Sean Couturier doesn’t have the flash of Claude Giroux, the raw power of Wayne Simmonds or the playmaking ability of Jakub Voracek, but Couturier is as integral to Philadelphia’s top six as either of his point-scoring counterparts. That’s what’s going to make his absence so difficult for the Flyers.
Mere hours before Philadelphia’s 4-2 loss to the Tampa Bay Lightning on Wednesday, Philadelphia GM Ron Hextall announced that Couturier, 23, has been ruled out of action for 4-6 weeks with a lower-body injury, which has been reported to be an MCL sprain in his left knee by CSN Philadelphia’s Tim Panaccio.

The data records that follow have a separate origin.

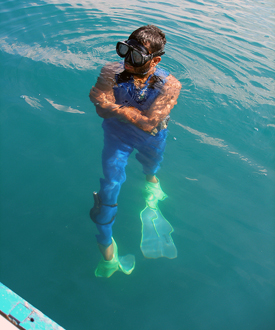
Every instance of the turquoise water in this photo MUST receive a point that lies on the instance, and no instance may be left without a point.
(218, 168)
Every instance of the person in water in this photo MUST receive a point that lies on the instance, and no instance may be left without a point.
(134, 97)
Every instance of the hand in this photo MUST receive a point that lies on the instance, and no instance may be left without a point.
(97, 96)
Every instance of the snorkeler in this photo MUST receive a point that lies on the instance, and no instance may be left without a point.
(135, 98)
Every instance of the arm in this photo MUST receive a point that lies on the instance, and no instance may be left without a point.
(102, 96)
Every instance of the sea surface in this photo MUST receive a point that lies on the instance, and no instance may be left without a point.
(218, 168)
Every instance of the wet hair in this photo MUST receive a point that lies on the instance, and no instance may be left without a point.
(151, 34)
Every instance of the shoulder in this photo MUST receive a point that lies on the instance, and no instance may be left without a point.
(106, 79)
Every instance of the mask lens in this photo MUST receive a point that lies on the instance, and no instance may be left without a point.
(136, 57)
(122, 50)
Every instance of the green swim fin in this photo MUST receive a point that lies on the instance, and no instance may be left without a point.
(156, 240)
(124, 264)
(153, 193)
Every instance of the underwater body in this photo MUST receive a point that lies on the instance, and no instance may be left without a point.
(218, 167)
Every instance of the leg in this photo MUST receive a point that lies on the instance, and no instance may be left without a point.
(114, 159)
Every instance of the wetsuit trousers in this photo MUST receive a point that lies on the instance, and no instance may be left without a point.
(120, 139)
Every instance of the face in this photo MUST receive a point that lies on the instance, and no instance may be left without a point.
(142, 70)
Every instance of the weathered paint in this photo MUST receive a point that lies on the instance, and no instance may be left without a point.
(22, 314)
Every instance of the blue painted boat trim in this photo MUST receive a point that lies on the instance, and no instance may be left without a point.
(22, 314)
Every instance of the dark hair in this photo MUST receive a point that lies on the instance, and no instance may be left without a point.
(151, 34)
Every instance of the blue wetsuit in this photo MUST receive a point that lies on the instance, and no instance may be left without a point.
(120, 139)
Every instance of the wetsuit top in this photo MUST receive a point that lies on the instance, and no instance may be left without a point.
(127, 94)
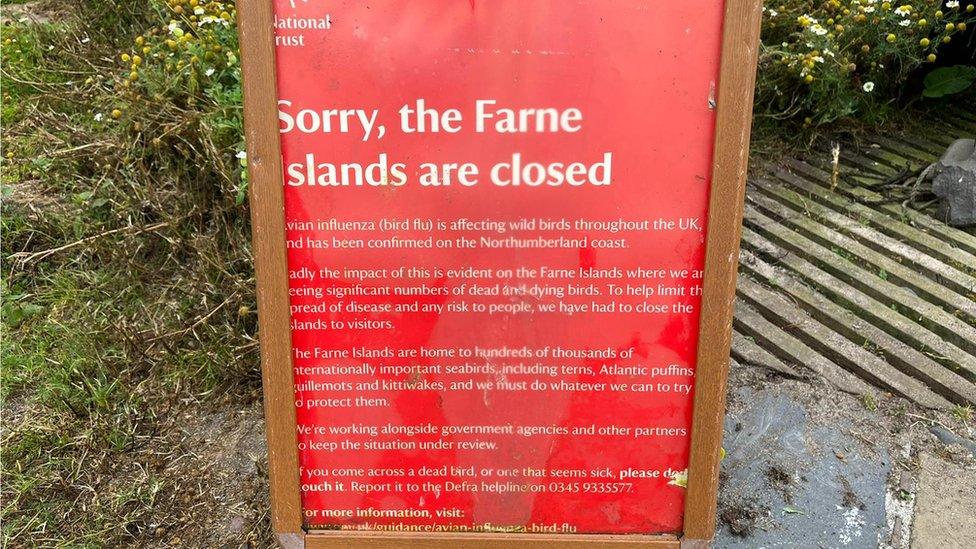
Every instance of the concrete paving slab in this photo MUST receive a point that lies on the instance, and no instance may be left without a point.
(945, 509)
(788, 483)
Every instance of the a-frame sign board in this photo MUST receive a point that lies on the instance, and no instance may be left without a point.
(496, 248)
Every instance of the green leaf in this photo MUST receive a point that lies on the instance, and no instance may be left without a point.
(949, 80)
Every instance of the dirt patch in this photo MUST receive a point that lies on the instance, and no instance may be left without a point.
(742, 518)
(781, 481)
(218, 468)
(848, 496)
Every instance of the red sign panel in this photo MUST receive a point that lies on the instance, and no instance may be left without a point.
(495, 220)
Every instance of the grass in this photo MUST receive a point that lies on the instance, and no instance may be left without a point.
(126, 293)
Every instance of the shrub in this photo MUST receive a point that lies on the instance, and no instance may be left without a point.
(181, 86)
(821, 61)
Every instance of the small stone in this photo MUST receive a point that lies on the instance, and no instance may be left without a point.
(955, 184)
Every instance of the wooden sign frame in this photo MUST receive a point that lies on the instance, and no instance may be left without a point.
(740, 44)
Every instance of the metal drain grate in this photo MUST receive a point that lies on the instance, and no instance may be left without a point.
(841, 279)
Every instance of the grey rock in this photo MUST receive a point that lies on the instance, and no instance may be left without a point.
(955, 183)
(949, 438)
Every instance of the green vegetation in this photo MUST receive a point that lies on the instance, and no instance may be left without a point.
(824, 61)
(127, 286)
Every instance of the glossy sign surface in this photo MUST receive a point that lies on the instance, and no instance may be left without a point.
(495, 216)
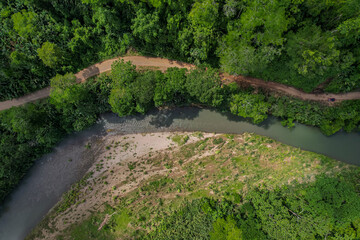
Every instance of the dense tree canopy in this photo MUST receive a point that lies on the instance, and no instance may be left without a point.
(300, 43)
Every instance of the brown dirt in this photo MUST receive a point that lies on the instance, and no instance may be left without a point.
(162, 64)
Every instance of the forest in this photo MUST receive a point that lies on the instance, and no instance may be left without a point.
(302, 43)
(33, 129)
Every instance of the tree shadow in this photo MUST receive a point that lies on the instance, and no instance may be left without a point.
(89, 72)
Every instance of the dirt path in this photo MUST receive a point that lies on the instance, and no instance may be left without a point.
(162, 64)
(291, 91)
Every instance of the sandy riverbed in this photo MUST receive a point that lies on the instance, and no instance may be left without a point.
(111, 175)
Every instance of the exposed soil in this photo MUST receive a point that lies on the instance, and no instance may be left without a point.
(112, 175)
(162, 64)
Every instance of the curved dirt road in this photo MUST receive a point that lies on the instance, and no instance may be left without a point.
(162, 64)
(140, 61)
(291, 91)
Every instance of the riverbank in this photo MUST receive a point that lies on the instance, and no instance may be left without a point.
(163, 64)
(138, 177)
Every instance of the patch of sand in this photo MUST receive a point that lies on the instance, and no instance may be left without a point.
(119, 169)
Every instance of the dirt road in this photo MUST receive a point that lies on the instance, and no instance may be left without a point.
(162, 64)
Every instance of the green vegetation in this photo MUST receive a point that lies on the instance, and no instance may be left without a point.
(33, 129)
(29, 131)
(256, 188)
(301, 43)
(203, 86)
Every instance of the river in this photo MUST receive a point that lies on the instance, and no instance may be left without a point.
(54, 173)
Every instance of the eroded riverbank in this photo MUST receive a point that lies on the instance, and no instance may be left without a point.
(53, 174)
(138, 176)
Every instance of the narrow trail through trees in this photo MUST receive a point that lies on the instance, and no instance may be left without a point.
(162, 64)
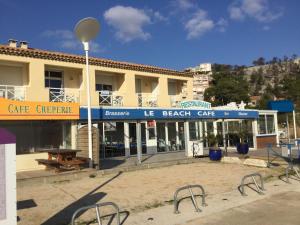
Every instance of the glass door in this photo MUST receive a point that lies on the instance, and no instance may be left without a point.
(161, 137)
(181, 144)
(172, 143)
(132, 138)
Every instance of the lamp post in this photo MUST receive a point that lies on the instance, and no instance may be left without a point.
(86, 30)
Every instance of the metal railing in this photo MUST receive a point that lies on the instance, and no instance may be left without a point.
(64, 95)
(260, 188)
(147, 100)
(110, 98)
(287, 155)
(13, 92)
(192, 195)
(98, 216)
(176, 99)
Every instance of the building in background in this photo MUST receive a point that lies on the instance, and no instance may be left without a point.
(202, 77)
(135, 108)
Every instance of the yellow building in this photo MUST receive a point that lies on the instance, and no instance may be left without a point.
(135, 108)
(30, 76)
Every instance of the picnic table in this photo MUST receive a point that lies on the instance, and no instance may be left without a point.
(62, 159)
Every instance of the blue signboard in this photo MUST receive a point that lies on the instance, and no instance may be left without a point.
(283, 106)
(163, 114)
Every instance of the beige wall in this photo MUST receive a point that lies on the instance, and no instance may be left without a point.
(75, 77)
(13, 74)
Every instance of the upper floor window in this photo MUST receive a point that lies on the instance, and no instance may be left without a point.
(53, 79)
(103, 87)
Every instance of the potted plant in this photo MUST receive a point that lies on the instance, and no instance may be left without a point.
(215, 153)
(243, 146)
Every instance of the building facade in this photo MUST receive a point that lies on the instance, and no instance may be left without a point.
(202, 77)
(135, 108)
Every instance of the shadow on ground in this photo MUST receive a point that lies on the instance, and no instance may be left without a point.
(64, 216)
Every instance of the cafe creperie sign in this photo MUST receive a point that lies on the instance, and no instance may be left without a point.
(23, 110)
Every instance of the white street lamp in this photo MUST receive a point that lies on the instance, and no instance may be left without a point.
(86, 30)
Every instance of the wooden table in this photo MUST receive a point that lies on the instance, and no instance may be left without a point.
(62, 159)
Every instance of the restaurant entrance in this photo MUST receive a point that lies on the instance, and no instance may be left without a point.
(133, 141)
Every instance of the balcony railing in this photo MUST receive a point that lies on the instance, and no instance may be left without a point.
(63, 95)
(147, 100)
(110, 98)
(176, 99)
(13, 92)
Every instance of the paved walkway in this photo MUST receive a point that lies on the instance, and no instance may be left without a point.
(279, 206)
(278, 209)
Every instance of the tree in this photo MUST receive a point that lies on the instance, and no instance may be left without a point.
(259, 62)
(227, 86)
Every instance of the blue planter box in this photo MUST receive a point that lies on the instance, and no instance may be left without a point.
(242, 148)
(215, 154)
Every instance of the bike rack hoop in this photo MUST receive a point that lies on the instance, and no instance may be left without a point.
(260, 188)
(189, 187)
(97, 206)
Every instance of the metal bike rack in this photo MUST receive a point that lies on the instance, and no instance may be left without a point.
(189, 187)
(97, 206)
(291, 167)
(260, 188)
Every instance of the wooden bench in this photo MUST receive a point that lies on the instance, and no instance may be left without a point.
(50, 164)
(75, 163)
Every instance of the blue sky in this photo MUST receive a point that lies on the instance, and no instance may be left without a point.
(167, 33)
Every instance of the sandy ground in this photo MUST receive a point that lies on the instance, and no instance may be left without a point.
(132, 191)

Couturier’s injury came Tuesday night against Florida on what at first looked like an innocuous collision with Panthers center Vincent Trocheck. However, upon looking back at the play, Couturier and Trocheck seemed to hook feet, and it was almost immediately evident that Couturier had suffered a lower-body injury.

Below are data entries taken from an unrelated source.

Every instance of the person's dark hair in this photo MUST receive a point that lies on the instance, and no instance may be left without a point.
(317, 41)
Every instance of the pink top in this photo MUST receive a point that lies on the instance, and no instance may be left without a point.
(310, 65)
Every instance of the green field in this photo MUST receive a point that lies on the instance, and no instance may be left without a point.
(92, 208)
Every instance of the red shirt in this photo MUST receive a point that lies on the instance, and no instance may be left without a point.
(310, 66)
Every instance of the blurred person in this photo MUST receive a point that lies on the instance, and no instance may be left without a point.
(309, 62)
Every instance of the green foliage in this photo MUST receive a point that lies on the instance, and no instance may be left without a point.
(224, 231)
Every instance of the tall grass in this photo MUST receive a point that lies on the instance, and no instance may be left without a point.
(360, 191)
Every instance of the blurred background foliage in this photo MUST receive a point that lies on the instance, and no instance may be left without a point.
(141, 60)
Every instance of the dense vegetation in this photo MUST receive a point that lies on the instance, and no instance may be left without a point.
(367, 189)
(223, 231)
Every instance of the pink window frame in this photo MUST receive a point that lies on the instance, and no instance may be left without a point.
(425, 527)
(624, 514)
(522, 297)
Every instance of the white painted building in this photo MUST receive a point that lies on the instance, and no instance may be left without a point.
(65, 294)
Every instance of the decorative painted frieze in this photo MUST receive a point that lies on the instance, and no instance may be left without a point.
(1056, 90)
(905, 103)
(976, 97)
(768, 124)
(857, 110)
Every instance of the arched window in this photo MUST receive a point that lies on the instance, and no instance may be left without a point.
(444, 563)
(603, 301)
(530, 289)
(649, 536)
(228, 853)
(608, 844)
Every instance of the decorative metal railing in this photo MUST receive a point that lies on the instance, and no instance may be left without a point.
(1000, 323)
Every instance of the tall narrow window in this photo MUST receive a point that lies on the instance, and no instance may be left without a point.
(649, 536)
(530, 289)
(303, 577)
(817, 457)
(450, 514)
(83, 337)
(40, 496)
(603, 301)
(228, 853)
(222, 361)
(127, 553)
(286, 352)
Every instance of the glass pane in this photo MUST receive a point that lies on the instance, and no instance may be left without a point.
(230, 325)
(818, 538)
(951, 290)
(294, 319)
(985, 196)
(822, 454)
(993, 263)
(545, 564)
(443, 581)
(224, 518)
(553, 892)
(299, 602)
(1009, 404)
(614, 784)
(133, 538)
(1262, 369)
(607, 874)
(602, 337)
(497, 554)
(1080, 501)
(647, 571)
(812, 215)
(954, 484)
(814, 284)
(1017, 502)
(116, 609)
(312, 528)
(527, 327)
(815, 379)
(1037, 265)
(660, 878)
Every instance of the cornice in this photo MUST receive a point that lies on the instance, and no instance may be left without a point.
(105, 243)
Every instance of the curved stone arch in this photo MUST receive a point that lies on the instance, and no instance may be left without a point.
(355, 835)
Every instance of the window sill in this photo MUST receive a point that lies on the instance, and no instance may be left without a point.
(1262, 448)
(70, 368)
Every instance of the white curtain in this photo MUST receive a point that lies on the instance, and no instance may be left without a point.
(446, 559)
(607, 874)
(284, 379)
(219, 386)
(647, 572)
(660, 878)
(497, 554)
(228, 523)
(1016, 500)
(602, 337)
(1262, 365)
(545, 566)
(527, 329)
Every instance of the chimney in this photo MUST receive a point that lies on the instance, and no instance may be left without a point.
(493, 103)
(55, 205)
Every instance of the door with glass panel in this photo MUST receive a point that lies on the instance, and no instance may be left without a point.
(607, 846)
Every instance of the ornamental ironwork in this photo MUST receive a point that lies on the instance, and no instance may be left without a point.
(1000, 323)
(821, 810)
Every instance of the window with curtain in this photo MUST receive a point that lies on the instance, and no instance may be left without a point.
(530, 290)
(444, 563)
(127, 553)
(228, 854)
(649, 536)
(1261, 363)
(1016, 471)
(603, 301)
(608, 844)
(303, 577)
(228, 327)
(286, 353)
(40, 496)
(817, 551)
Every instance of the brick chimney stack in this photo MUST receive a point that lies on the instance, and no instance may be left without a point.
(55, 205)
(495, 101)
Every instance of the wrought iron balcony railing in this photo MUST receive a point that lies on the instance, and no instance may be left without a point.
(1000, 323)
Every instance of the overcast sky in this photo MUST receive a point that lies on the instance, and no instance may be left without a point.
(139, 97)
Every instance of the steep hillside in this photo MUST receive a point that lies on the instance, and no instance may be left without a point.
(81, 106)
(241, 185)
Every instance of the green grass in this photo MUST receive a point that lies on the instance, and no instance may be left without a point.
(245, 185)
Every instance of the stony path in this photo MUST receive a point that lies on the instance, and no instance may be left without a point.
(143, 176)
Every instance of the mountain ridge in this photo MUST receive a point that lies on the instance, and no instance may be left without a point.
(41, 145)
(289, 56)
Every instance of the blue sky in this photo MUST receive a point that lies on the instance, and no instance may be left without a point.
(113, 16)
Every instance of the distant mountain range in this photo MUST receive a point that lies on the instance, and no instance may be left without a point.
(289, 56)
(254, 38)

Losing Couturier for so long will be incredibly tough for the Flyers to recover from in the short term, and it means that a team that has already been incredibly leaky defensively will need to find some way to slow down the opposition attack without their best defensive forward. After Wednesday’s game, the Flyers sit 29th in the league with 70 goals against and their 3.33 goals against per game ranks 28th in the NHL, tied with the Arizona Coyotes and ahead of only the Dallas Stars.
That’s the biggest reason why losing Couturier hurts.

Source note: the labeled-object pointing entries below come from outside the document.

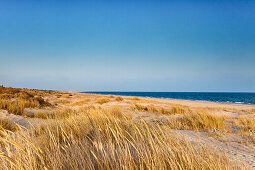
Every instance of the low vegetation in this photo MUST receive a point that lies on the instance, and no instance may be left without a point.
(197, 121)
(15, 100)
(119, 98)
(6, 124)
(102, 100)
(246, 127)
(98, 139)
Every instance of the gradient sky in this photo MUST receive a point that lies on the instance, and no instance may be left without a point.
(133, 45)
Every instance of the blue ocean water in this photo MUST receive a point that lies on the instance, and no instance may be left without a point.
(225, 97)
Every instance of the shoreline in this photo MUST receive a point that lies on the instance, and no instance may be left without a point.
(187, 102)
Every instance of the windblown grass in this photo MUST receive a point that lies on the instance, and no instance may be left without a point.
(197, 121)
(102, 100)
(81, 103)
(6, 124)
(246, 126)
(97, 139)
(15, 100)
(119, 99)
(149, 108)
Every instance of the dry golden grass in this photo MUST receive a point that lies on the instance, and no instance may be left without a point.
(149, 108)
(81, 103)
(55, 114)
(98, 139)
(102, 100)
(197, 121)
(119, 99)
(7, 125)
(246, 126)
(15, 100)
(134, 98)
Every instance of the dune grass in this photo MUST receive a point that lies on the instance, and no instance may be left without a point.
(15, 100)
(197, 121)
(98, 139)
(81, 103)
(6, 124)
(246, 126)
(102, 100)
(119, 99)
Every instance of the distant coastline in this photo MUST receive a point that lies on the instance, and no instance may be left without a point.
(219, 97)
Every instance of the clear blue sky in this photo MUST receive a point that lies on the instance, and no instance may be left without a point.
(131, 45)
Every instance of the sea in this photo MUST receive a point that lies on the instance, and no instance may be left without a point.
(222, 97)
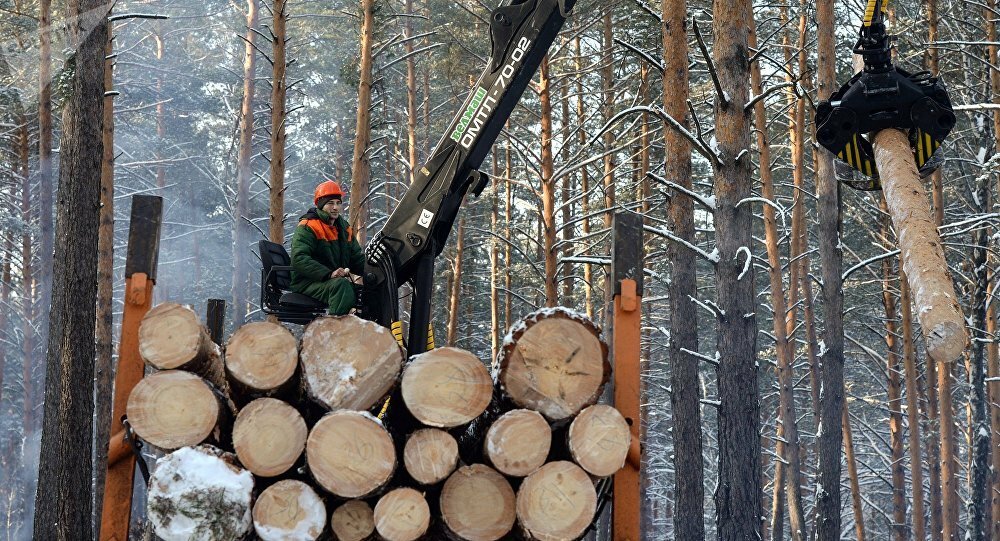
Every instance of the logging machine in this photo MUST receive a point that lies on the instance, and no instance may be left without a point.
(883, 96)
(417, 230)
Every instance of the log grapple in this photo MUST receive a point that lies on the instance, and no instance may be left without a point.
(879, 97)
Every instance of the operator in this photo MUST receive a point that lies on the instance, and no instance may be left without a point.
(326, 257)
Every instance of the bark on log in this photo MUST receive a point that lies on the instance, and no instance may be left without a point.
(198, 493)
(269, 436)
(174, 409)
(518, 442)
(349, 363)
(353, 521)
(556, 503)
(554, 362)
(921, 252)
(171, 337)
(599, 440)
(402, 515)
(350, 454)
(289, 510)
(477, 504)
(446, 387)
(430, 455)
(261, 359)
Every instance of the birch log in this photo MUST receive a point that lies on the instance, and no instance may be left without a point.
(921, 251)
(198, 493)
(353, 521)
(349, 363)
(289, 510)
(172, 337)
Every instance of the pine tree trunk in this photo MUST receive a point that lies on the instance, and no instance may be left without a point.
(685, 399)
(244, 174)
(789, 441)
(912, 410)
(276, 229)
(63, 500)
(360, 168)
(831, 259)
(852, 474)
(738, 496)
(104, 369)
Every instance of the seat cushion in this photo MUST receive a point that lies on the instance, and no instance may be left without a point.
(298, 300)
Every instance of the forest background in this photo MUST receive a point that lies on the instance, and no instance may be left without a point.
(628, 91)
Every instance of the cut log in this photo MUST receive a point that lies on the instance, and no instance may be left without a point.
(556, 503)
(349, 363)
(174, 409)
(289, 510)
(350, 454)
(477, 504)
(446, 387)
(353, 521)
(171, 337)
(554, 362)
(921, 251)
(599, 440)
(199, 493)
(518, 442)
(430, 455)
(261, 359)
(269, 436)
(402, 515)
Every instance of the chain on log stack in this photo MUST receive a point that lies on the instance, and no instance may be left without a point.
(277, 438)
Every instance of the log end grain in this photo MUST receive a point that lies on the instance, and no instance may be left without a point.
(269, 436)
(353, 521)
(556, 503)
(170, 336)
(348, 362)
(430, 455)
(478, 504)
(599, 440)
(554, 362)
(262, 355)
(446, 387)
(198, 493)
(402, 515)
(289, 510)
(350, 454)
(173, 409)
(518, 442)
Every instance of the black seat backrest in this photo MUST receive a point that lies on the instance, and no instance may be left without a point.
(274, 255)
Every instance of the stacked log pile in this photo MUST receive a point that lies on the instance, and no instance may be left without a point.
(340, 436)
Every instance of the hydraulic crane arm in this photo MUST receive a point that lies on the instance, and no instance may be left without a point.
(521, 32)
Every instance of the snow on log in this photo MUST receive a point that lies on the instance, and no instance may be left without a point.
(289, 510)
(353, 521)
(518, 442)
(599, 440)
(446, 387)
(430, 455)
(348, 362)
(350, 454)
(171, 337)
(261, 359)
(556, 503)
(921, 251)
(269, 436)
(477, 504)
(402, 515)
(554, 362)
(174, 409)
(198, 493)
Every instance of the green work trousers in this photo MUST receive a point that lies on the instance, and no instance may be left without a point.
(338, 294)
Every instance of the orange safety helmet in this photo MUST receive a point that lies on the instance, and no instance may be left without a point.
(327, 189)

Often tasked with shutting down the opposition’s top line, Couturier has been a fixture of the top six for the Flyers over the past three season. You can be almost certain that had Couturier been available, he would have been out often to protect the Flyers’ 2-1 lead in the third period on Tuesday night.
Though his offensive ability hasn’t ever been his calling card — his career bests in goals and points are 15 and 39, respectively — his play inside his own end and ability to break up the attack have made him a near indispensable part of the Flyers’ lineup. He also makes a big difference in the possession game for his teammates.
According to Stats.HockeyAnalysis.com, there are 13 players who Couturier has played at least 15 minutes of 5-on-5 ice time with in the early season. For some of those players, that’s absolutely a small sample size, but the results are still incredibly interesting. Almost every player, save defenseman Nick Schultz, has a greater Corsi For percentage while skating alongside Couturier than they do playing without him. That’s not the result of zone starts, either.
The only players who’ve earned a higher percentage of offensive zone starts while playing with Couturier than without him are Mark Streit, Shayne Gostisbehere, Andrew MacDonald and Matt Read. Read, the lone forward, is the only one whose earned a substantial amount of offensive zone starts with Couturier and enough to really make an obvious dent in his Corsi For percentage, which is 71 percent with Couturier across 34 minutes of ice time and 49.7 without Couturier over a span of 203 minutes.
The list of players Couturier has had a positive effect on, though, includes Wayne Simmonds, Jakub Voracek, Radko Gudas and rookie Travis Konecny. And if anyone will miss Couturier, it’s Konecny, who has skated on a line with Couturier for the bulk of the campaign.
“I can’t say enough about the way he plays,” Flyers GM Ron Hextall said of Couturier, according to PhiladelphiaFlyers.com. “He’s one of my favorite players. Most coaches and most hockey people, they appreciate the game he plays so that’s a big one for us. We have a little bit of adversity now. We have to face it head on and get going.”
For Couturier, this is the second straight season he’ll be forced to miss a sizeable chunk of time with injury. All told, he missed 19 games in 2015-16 with lower- and upper-body ailments, and he stands to miss anywhere from 12 to 20 games, depending on how his recovery goes.